Derrière les portes closes d'un salon ultra-discret à Ambohibao, Mell redéfinit les codes de la séduction en ajoutant une touche enjoliveuse à notre jardin secret. Plus qu'une tendance, le piercing intime s'impose comme le secret le mieux gardé des couples pour raviver la flamme. Et contre toute attente, ce sont majoritairement les hommes qui font la démarche.

« Dans 80% des demandes que je reçois par WhatsApp, ce sont les hommes qui fixent le rendez-vous pour leur partenaire », révèle Mell. Une surprise offerte pour franchir un cap, explorer une complicité encore plus fusionnelle. Le piercing intime transcende la simple modification corporelle — il devient un secret partagé à deux, invisible aux yeux du monde mais intensément ressenti dans l'alcôve. Chez les femmes, la demande reine reste le Vertical Hood, situé au-dessus du clitoris. Une seconde à peine pour que l'aiguille passe, une douleur tout à fait supportable, un plaisir décuplé par la suite. « Pour les piercings externes, les rapports peuvent reprendre le jour J. Pour les internes, il faut attendre six mois », précise-t-elle avec un regard lourd de sens. Pour les hommes, Mell propose l'Aphada ou le légendaire Prince Albert. Les motivations sont parfois surprenantes. « Il y a des femmes enceintes qui ordonnent à leur mari de se faire un Prince Albert », glisse-t-elle avec un sourire en coin.
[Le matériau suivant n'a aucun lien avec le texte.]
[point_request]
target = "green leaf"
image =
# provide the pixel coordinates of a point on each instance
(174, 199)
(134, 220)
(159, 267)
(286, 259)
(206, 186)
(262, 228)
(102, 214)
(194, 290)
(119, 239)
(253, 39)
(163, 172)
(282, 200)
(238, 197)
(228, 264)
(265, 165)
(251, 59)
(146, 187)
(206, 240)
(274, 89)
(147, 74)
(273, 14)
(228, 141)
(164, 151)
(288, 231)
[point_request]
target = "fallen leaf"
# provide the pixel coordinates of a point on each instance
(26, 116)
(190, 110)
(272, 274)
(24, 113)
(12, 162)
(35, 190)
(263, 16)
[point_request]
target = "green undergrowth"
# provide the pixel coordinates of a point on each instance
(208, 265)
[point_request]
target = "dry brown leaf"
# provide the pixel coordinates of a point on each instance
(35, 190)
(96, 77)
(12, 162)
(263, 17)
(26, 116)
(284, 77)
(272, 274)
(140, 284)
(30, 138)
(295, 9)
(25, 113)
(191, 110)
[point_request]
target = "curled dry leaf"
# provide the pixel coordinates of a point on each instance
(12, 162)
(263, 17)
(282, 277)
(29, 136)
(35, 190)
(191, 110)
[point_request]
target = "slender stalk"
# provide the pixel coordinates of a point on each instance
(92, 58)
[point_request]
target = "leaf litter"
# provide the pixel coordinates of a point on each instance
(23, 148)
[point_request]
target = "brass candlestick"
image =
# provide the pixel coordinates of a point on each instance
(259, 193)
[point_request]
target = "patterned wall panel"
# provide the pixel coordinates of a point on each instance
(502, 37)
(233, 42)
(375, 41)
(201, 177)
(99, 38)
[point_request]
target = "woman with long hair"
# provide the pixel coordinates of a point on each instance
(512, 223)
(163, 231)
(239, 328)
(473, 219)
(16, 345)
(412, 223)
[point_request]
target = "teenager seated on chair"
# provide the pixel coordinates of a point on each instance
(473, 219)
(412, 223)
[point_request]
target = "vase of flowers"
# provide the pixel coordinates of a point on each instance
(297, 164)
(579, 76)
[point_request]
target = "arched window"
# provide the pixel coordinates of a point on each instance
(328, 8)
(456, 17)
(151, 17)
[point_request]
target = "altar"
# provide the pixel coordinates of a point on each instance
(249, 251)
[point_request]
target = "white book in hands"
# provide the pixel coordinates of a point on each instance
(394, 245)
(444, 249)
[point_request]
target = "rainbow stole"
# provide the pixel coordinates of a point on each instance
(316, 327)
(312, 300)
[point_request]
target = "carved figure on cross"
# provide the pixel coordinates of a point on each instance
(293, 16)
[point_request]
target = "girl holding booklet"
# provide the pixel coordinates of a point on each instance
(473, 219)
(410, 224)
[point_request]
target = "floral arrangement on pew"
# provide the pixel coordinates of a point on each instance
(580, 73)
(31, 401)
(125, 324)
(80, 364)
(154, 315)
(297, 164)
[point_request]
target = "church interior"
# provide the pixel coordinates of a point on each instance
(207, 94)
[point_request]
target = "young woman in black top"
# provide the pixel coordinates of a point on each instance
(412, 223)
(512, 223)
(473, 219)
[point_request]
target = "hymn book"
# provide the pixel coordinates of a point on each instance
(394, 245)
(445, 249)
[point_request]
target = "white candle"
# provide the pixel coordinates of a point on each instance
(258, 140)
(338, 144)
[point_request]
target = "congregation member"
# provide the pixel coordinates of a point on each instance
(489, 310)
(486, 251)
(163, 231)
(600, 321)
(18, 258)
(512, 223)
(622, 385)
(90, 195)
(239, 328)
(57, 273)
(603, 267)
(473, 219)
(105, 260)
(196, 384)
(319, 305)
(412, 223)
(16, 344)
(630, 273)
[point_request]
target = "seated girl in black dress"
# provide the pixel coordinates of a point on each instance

Souffrir ensemble, sceller un pacte — le piercing devient alors un rituel de protection et de reconnexion.

Sublimer le fantasme exige une sécurité totale. Or, titane et cuivre sont les maîtres de son catalogue — l'argent 925 est proscrit pour ces zones humides, trop sujet à l'oxydation. Mell vient de lancer sa propre gamme After Care, offerte avec tous les accessoires de nettoyage. Dans son cabinet, pas de photos réelles sur les murs : les modèles se choisissent sur illustrations en silicone. Gants en nitrile, aiguilles à usage unique, marqueurs chirurgicaux, pinces spécialisées — rien n'est laissé au hasard. Elle ne touche jamais la peau à main nue. Formée en thérapie, maîtrisant parfaitement l'anatomie et le système nerveux, elle sait exactement où l'aiguille doit passer — et surtout, où elle ne doit pas.

Lancée légalement en 2019, son salon affiche complet à la Saint-Valentin et en saison hivernale. Tarifs : 50 000 ariary pour les femmes, 100 000 pour les hommes. Sur rendez-vous uniquement, au compte-gouttes — elle n'aime pas la foule. « Je préfère laisser le résultat dire son dernier mot », confie-t-elle avec assurance. Dès l'enfance, là où les autres petites filles coiffaient leurs poupées, Mell les customisait avec des épingles. Depuis, elle arme le désir des amoureux, une seconde après l'autre.